Увидев наган, направленный на него, раненый сразу побелел. Встал неторопливо, косясь на подушку, валявшуюся поверх подстилки на веранде. Масуд показал ему наганом, чтобы отошел, и отшвырнул подушку ногой. Под ней чернел маузер. Раненый озверело смотрел на Масуда, а Масуд не спешил. Он присел, не сводя нагана с этого человека, поднял маузер, спрятал в карман и велел:
— Шагай вперед!
Тот, не веря, что все это взаправду, поплелся, съедая выпученными глазами тропинку в желтеющей здесь траве. Масуд соображал: если они пройдут мимо ишана, там дервиши, может подняться шум. А главное — он с наганом в руке. Он же — учитель, только учитель, и завтра должен начать занятия в школе… Но этого нельзя выпустить ни под каким видом! Может быть, маузер, оттягивающий карман, — тот, из которого пуля оборвала последний вздох Абдулладжана…

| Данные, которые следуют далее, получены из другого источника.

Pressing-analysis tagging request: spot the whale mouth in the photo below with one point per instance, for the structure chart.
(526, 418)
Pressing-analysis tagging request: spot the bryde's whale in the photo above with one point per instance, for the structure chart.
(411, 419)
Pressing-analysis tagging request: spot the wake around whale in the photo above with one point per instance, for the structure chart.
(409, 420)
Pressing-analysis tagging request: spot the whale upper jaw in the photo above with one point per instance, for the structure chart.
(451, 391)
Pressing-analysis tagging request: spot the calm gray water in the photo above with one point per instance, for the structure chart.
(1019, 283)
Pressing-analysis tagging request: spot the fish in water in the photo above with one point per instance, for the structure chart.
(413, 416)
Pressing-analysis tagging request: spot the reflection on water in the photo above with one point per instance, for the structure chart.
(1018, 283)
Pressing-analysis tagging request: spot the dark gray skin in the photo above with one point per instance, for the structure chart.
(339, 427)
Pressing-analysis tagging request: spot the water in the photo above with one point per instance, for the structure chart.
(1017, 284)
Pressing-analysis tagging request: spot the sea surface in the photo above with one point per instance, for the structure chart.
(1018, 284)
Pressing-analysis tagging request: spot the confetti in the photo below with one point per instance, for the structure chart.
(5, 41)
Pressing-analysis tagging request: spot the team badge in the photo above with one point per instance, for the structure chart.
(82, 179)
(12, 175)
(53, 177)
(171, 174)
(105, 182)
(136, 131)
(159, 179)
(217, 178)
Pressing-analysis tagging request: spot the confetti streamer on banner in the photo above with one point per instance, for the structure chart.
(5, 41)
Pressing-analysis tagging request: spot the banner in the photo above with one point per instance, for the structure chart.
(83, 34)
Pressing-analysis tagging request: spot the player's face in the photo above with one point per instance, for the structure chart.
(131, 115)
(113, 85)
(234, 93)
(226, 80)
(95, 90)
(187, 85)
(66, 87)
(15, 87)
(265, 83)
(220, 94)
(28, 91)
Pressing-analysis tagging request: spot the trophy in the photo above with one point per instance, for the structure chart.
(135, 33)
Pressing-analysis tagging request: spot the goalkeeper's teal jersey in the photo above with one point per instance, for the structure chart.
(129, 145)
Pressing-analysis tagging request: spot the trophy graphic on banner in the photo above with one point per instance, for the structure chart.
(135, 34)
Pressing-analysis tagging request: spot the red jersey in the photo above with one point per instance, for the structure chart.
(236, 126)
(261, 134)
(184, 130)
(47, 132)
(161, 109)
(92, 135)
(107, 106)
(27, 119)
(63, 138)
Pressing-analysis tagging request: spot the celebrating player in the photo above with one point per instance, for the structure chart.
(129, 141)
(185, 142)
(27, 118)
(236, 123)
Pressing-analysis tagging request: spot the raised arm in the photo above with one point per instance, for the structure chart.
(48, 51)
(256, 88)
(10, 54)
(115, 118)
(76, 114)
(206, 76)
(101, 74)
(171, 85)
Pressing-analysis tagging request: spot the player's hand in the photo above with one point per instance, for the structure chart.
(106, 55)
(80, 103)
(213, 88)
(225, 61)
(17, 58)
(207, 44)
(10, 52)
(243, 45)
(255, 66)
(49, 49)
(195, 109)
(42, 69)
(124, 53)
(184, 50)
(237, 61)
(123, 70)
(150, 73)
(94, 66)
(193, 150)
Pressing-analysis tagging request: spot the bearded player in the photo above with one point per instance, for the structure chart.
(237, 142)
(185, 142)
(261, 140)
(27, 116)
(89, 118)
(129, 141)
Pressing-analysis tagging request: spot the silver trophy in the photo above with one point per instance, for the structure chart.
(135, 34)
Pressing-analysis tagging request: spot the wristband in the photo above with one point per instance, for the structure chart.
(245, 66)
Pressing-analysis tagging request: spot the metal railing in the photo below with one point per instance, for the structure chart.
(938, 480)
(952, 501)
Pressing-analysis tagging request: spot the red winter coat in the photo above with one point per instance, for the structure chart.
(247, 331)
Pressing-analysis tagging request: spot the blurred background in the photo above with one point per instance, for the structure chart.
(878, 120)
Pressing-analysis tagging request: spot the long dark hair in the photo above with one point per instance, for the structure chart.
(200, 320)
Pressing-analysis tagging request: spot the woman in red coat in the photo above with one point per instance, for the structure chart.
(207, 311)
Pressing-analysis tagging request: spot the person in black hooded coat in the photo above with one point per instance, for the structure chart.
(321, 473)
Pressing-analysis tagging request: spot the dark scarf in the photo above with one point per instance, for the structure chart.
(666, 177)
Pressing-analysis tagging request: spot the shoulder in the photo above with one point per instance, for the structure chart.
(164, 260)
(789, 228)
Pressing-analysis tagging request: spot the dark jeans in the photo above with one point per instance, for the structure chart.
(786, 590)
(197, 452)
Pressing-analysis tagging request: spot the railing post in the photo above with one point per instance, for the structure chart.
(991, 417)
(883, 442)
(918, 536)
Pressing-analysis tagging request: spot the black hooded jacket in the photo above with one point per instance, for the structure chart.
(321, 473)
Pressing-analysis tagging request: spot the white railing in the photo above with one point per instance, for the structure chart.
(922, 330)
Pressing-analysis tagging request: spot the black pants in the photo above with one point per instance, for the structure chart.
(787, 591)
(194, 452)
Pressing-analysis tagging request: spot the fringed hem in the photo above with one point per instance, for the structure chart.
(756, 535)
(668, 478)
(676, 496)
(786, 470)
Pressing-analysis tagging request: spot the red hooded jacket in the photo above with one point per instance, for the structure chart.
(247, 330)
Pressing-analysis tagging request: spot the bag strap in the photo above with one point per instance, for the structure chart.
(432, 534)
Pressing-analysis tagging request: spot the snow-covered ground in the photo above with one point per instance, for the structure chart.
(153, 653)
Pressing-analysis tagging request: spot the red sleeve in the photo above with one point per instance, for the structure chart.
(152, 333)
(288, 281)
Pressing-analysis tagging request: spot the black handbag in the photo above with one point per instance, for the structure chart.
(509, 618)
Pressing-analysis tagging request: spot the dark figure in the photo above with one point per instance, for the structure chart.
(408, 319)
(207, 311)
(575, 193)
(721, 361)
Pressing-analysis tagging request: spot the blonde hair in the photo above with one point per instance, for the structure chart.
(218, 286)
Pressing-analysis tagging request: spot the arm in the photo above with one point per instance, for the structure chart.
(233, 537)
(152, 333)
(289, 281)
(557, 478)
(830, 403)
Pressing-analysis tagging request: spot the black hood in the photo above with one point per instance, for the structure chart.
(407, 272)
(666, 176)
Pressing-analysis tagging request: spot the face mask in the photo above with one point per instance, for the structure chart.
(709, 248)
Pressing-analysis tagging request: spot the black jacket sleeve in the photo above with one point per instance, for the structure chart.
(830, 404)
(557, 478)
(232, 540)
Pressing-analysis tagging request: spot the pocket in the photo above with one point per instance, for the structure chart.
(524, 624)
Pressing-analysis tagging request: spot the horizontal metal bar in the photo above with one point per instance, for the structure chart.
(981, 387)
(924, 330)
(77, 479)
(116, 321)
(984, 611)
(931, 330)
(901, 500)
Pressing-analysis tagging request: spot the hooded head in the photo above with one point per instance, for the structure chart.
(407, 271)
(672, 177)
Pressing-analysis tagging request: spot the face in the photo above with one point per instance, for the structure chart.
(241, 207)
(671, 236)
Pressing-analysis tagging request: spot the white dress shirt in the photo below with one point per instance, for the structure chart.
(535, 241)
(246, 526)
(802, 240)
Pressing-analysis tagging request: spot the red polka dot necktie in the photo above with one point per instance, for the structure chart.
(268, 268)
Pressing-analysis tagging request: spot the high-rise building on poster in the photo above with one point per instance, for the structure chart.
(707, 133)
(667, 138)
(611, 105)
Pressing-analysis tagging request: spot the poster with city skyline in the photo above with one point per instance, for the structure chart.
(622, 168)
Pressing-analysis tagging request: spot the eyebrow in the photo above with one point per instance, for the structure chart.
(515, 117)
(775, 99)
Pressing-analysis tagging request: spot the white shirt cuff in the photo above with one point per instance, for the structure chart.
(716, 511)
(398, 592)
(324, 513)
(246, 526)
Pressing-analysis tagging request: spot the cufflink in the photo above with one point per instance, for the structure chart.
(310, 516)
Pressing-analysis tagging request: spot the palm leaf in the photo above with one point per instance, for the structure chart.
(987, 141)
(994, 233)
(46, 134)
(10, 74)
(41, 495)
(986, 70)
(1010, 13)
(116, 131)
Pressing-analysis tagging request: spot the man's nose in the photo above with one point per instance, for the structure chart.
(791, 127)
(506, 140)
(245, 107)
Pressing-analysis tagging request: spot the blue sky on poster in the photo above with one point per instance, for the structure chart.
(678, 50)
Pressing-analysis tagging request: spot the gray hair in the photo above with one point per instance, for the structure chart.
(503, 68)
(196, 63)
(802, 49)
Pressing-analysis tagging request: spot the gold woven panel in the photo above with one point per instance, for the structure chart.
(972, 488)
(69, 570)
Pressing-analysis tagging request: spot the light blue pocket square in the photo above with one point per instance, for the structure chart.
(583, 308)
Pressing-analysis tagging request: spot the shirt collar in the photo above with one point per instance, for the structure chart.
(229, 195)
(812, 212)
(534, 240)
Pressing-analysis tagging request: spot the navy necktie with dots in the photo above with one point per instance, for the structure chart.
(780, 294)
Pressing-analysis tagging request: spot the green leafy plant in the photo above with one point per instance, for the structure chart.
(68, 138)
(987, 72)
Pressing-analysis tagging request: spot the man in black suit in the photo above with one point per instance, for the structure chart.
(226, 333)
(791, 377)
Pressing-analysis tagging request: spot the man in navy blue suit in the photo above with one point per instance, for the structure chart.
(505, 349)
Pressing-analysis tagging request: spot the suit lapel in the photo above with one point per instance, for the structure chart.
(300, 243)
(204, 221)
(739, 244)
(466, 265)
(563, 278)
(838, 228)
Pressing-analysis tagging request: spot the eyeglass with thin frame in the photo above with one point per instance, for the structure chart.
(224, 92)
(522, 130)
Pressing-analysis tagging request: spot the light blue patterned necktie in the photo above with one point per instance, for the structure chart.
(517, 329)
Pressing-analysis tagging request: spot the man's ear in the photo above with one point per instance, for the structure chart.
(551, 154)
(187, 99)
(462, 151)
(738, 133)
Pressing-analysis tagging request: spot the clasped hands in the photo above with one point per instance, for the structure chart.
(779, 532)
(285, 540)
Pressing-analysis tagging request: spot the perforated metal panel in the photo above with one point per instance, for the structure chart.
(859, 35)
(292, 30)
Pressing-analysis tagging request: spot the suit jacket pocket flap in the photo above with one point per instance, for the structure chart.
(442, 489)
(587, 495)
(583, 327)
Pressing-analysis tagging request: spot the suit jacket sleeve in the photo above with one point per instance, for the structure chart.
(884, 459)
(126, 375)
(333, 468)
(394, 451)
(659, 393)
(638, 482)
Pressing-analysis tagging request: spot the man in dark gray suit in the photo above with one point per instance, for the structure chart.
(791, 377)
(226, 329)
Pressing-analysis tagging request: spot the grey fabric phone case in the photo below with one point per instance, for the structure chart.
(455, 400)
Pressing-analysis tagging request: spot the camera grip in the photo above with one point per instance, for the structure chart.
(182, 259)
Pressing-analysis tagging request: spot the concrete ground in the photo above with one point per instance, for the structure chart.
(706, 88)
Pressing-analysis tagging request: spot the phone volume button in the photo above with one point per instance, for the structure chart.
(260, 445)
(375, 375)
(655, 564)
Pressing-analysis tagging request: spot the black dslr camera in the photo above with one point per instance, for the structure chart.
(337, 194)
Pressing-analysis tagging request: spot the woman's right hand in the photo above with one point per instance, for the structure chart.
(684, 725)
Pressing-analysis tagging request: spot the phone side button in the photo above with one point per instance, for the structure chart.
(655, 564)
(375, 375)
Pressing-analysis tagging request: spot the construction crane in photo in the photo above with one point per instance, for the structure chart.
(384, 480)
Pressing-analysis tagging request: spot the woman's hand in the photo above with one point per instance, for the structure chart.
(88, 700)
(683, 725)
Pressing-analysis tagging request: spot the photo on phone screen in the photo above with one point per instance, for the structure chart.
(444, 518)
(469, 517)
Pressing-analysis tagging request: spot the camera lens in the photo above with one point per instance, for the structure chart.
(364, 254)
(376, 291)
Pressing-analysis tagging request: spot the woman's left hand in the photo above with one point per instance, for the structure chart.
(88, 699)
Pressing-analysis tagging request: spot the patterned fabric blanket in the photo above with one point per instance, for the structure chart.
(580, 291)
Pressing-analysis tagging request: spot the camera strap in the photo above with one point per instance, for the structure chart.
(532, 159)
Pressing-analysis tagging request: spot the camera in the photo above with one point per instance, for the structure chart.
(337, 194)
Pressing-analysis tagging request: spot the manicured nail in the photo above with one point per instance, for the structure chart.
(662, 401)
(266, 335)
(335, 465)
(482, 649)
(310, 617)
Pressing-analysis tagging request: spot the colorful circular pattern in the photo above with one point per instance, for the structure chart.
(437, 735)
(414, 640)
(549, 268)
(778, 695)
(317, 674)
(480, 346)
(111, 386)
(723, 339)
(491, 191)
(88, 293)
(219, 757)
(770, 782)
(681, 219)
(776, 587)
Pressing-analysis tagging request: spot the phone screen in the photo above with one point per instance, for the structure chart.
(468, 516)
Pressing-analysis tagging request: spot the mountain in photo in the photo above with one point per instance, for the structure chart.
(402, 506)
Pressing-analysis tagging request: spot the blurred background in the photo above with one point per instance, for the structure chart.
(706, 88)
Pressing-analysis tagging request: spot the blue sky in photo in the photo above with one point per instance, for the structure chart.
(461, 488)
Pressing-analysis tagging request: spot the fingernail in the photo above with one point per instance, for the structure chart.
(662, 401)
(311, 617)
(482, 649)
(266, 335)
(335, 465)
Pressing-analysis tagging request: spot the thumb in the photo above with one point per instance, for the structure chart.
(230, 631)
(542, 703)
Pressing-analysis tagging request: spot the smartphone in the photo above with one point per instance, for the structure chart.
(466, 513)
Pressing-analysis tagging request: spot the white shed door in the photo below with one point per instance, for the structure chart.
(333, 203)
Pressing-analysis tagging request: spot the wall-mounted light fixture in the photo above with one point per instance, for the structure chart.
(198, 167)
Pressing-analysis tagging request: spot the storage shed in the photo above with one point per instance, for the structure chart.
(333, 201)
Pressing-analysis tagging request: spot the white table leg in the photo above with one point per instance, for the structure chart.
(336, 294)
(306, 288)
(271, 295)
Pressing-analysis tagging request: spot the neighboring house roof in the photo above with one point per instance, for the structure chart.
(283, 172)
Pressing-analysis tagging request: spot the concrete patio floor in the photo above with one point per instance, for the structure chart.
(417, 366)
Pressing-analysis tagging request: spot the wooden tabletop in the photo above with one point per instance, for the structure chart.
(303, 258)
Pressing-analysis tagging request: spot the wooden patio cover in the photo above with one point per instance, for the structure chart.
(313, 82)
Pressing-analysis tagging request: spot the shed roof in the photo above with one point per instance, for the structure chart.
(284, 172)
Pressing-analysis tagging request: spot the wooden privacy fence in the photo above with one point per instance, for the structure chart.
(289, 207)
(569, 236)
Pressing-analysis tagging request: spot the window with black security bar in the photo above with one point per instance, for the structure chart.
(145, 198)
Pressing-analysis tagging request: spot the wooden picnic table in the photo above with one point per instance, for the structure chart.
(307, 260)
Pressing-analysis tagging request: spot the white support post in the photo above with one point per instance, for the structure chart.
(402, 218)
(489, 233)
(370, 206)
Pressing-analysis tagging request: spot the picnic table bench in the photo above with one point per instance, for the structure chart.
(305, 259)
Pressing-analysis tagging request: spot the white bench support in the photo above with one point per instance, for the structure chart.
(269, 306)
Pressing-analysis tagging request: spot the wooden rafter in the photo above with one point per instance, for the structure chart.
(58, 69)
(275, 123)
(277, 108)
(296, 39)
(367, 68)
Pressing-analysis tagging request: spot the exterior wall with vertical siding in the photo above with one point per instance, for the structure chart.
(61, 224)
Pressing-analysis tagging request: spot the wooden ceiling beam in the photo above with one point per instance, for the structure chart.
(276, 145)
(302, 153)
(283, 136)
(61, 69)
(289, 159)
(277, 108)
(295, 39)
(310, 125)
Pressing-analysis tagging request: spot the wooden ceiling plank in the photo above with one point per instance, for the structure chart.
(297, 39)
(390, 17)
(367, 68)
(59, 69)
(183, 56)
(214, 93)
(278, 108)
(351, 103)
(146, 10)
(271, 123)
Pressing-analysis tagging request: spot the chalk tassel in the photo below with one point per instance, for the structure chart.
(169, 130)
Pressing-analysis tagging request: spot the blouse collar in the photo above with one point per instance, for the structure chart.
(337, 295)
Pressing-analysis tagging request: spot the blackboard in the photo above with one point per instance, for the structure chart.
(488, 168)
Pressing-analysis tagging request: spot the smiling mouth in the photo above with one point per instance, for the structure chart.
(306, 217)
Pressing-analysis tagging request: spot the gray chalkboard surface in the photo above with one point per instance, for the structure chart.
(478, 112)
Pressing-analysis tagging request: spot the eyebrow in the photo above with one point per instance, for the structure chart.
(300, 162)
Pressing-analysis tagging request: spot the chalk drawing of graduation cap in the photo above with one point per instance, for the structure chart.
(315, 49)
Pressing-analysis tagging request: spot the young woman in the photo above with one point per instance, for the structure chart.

А если маузер, почему этот выродок не стрелял ночью в Исака, то есть в Кариму? Не хотел поднимать шума. Надеялся на свой летучий нож.
— Налево! Живо.
Ишана и дервишей лучше обойти. Тропа как раз свернула к реке, и Масуд властным шепотом приказал арестованному тоже свернуть. Тот сделал это нехотя, трудно, но все же подчинился. Он надеялся, что ишан и дервиши помогут. А Масуд подумал: не поручишься, что и среди верующих кто-то не вооружен.
— Шагай!
Надежда уходила от дядьки с перевязанной головой, оставалась под чинарами, возле ишана с четками. А они спускались к реке. Шум воды становился все слышнее. Так…
Время самое рабочее — утро. На гузаре безлюдно. Но у мельницы — четыре арбы и арбакеши, таскающие мешки. Наверно, уже перетаскали? Они приезжие, если и увидят… Нет, лучше пусть не видят, как он ведет кого-то. Кого? Он еще не знал ни имени, ни судьбы этого человека. Но, казалось, уже знал о нем многое.
— Стой!
Тот остановился. Масуд подшагнул, ощупал его тело — у дядьки больше не было ничего. Нож — в дереве во дворе Исака. Маузер — в кармане Масуда. Он сунул в другой карман свой наган.
— Опусти руки и спокойно иди вверх, через гузар. Я пойду рядом, вот, даже возьму тебя за локоть, как будто веду раненого, несчастного, помочь хочу. Если в сторону шагнешь… помни, в другой руке у меня наган, стрелять буду прямо из кармана. Хорошие штаны, но не пожалею… ни штанов, ни тебя.
Левой рукой он сжал локоть дядьки, и они двинулись своей дорогой. Все пока было терпимо. Арбакеши еще таскали тяжелые мешки. Один глянул из-под мешка на прохожих, но смотреть было неудобно, и он отвернулся. Дорога поднималась к сельсовету…
ГЛАВА СЕДЬМАЯ
Ну конечно, в Ходжикенте — новый учитель, и Шерходжа внезапно появился и расспрашивал о нем. Ему интересно. Еще недавно молодой хозяин был самым видным человеком в кишлаке, ему принадлежало будущее, а теперь все переменилось. Странная штука жизнь! Хозяевами вдруг стали бедняк Исак, учитель…
Двух первых учителей убили, но при чем же тут Шерходжа? Его не было. Он скрывался где-то в горах. А почему скрывался?
Дильдор задумалась…
Ночью к новому учителю ее посылал Шерходжа, он же велел отнести керосин. Ему не терпелось узнать, каков он, новый. Она рассказывала об этом ташкентце. Шерходжа перебил:
— Давай замолчи, ладно! Ты чего-то очень уже охотно о нем болтаешь. Остановись!